This paper describes an experimental study of the stability of an HPAM polymer and an HPAM-ATBS terpolymer in the presence of varying initial levels of dissolved oxygen (0 to 8000 parts per billion, ppb), Fe2+ (0 to 220 parts per million, ppm), and Fe3+ (0 to 172 ppm). A special method was developed to attain and confirm dissolved oxygen levels. Stability studies were performed at 23°C and 90°C. For Fe2+ concentrations between 0 and 30 ppm, viscosity losses were insignificant after one week so long as the initial dissolved oxygen concentration was 200 ppb or less. Above this level, significant viscosity losses were seen, especially if iron was present.

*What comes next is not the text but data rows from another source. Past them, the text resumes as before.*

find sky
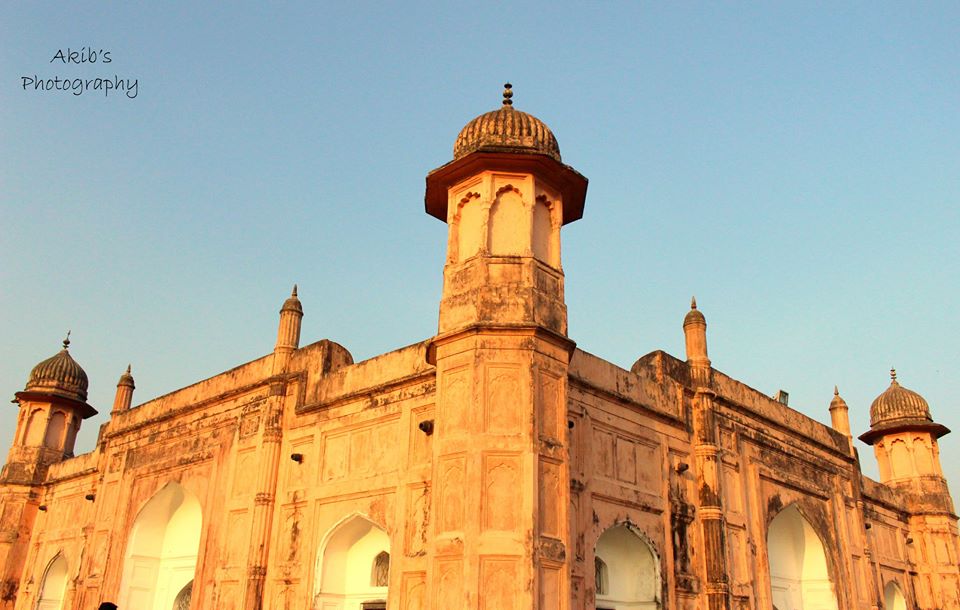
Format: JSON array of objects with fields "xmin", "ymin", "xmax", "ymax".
[{"xmin": 2, "ymin": 3, "xmax": 958, "ymax": 494}]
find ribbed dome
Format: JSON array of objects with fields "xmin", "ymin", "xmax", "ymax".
[
  {"xmin": 869, "ymin": 369, "xmax": 931, "ymax": 427},
  {"xmin": 24, "ymin": 336, "xmax": 89, "ymax": 402},
  {"xmin": 683, "ymin": 297, "xmax": 706, "ymax": 327},
  {"xmin": 453, "ymin": 84, "xmax": 561, "ymax": 162},
  {"xmin": 829, "ymin": 386, "xmax": 848, "ymax": 411}
]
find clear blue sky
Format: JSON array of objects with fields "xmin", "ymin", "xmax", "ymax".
[{"xmin": 2, "ymin": 3, "xmax": 958, "ymax": 492}]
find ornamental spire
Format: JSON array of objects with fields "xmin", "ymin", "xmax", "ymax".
[{"xmin": 502, "ymin": 83, "xmax": 513, "ymax": 106}]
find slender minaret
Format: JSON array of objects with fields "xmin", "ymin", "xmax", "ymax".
[
  {"xmin": 111, "ymin": 365, "xmax": 135, "ymax": 414},
  {"xmin": 275, "ymin": 284, "xmax": 303, "ymax": 355},
  {"xmin": 683, "ymin": 297, "xmax": 711, "ymax": 384},
  {"xmin": 423, "ymin": 85, "xmax": 587, "ymax": 610},
  {"xmin": 828, "ymin": 385, "xmax": 852, "ymax": 438},
  {"xmin": 681, "ymin": 299, "xmax": 730, "ymax": 610},
  {"xmin": 859, "ymin": 369, "xmax": 960, "ymax": 610},
  {"xmin": 244, "ymin": 286, "xmax": 302, "ymax": 607}
]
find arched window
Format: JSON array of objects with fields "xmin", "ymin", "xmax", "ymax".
[
  {"xmin": 767, "ymin": 504, "xmax": 838, "ymax": 610},
  {"xmin": 37, "ymin": 553, "xmax": 68, "ymax": 610},
  {"xmin": 315, "ymin": 514, "xmax": 390, "ymax": 610},
  {"xmin": 594, "ymin": 556, "xmax": 608, "ymax": 596},
  {"xmin": 118, "ymin": 482, "xmax": 202, "ymax": 610},
  {"xmin": 594, "ymin": 524, "xmax": 659, "ymax": 610},
  {"xmin": 173, "ymin": 580, "xmax": 193, "ymax": 610},
  {"xmin": 44, "ymin": 411, "xmax": 66, "ymax": 449},
  {"xmin": 884, "ymin": 581, "xmax": 907, "ymax": 610},
  {"xmin": 372, "ymin": 551, "xmax": 390, "ymax": 587}
]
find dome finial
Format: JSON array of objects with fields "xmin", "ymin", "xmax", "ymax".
[
  {"xmin": 834, "ymin": 385, "xmax": 839, "ymax": 396},
  {"xmin": 891, "ymin": 367, "xmax": 898, "ymax": 383},
  {"xmin": 292, "ymin": 284, "xmax": 298, "ymax": 297},
  {"xmin": 62, "ymin": 330, "xmax": 71, "ymax": 350},
  {"xmin": 690, "ymin": 296, "xmax": 697, "ymax": 310},
  {"xmin": 502, "ymin": 83, "xmax": 513, "ymax": 107},
  {"xmin": 126, "ymin": 364, "xmax": 132, "ymax": 374}
]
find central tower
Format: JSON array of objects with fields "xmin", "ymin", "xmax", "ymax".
[{"xmin": 423, "ymin": 85, "xmax": 588, "ymax": 610}]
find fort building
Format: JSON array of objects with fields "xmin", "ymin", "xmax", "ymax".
[{"xmin": 2, "ymin": 85, "xmax": 959, "ymax": 610}]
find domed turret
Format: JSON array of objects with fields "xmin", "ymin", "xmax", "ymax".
[
  {"xmin": 23, "ymin": 333, "xmax": 89, "ymax": 403},
  {"xmin": 425, "ymin": 84, "xmax": 587, "ymax": 226},
  {"xmin": 453, "ymin": 84, "xmax": 562, "ymax": 162},
  {"xmin": 859, "ymin": 368, "xmax": 949, "ymax": 445},
  {"xmin": 869, "ymin": 368, "xmax": 932, "ymax": 427}
]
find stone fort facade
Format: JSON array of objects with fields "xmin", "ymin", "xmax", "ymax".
[{"xmin": 2, "ymin": 86, "xmax": 959, "ymax": 610}]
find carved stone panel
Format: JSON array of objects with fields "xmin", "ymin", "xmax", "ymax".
[
  {"xmin": 401, "ymin": 572, "xmax": 426, "ymax": 610},
  {"xmin": 322, "ymin": 433, "xmax": 348, "ymax": 482},
  {"xmin": 440, "ymin": 368, "xmax": 471, "ymax": 433},
  {"xmin": 437, "ymin": 455, "xmax": 466, "ymax": 534},
  {"xmin": 232, "ymin": 448, "xmax": 257, "ymax": 497},
  {"xmin": 540, "ymin": 459, "xmax": 562, "ymax": 538},
  {"xmin": 405, "ymin": 484, "xmax": 430, "ymax": 556},
  {"xmin": 482, "ymin": 453, "xmax": 521, "ymax": 532},
  {"xmin": 616, "ymin": 437, "xmax": 637, "ymax": 485},
  {"xmin": 539, "ymin": 564, "xmax": 561, "ymax": 609},
  {"xmin": 434, "ymin": 558, "xmax": 464, "ymax": 609},
  {"xmin": 538, "ymin": 372, "xmax": 562, "ymax": 442},
  {"xmin": 485, "ymin": 366, "xmax": 522, "ymax": 434},
  {"xmin": 479, "ymin": 557, "xmax": 519, "ymax": 610}
]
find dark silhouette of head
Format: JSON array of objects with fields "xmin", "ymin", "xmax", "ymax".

If the temperature is high, a greater need arises to strive for very low dissolved oxygen content. For samples stored for one week at 90°C with only 10-ppb initial dissolved oxygen, contact with steel caused HPAM-AMPS solution viscosity losses greater than 30%. In contrast at 23°C, contact with steel caused no significant degradation so long as the dissolved O2 concentration was 1000 ppb or less. Several different methods are discussed to control oxidative degradation of polymers during field applications. We advocate physical means of excluding oxygen (e.g., stopping leaks, better design of fluid transfer, gas-blanketing, gas-stripping) over chemical means.

Addition of Fe3+ to polymer solutions caused immediate crosslinking. Since crosslinked polymers were never observed during our studies with Fe2+, we conclude that free Fe3+ was not generated in sufficient quantities to form a visible gel.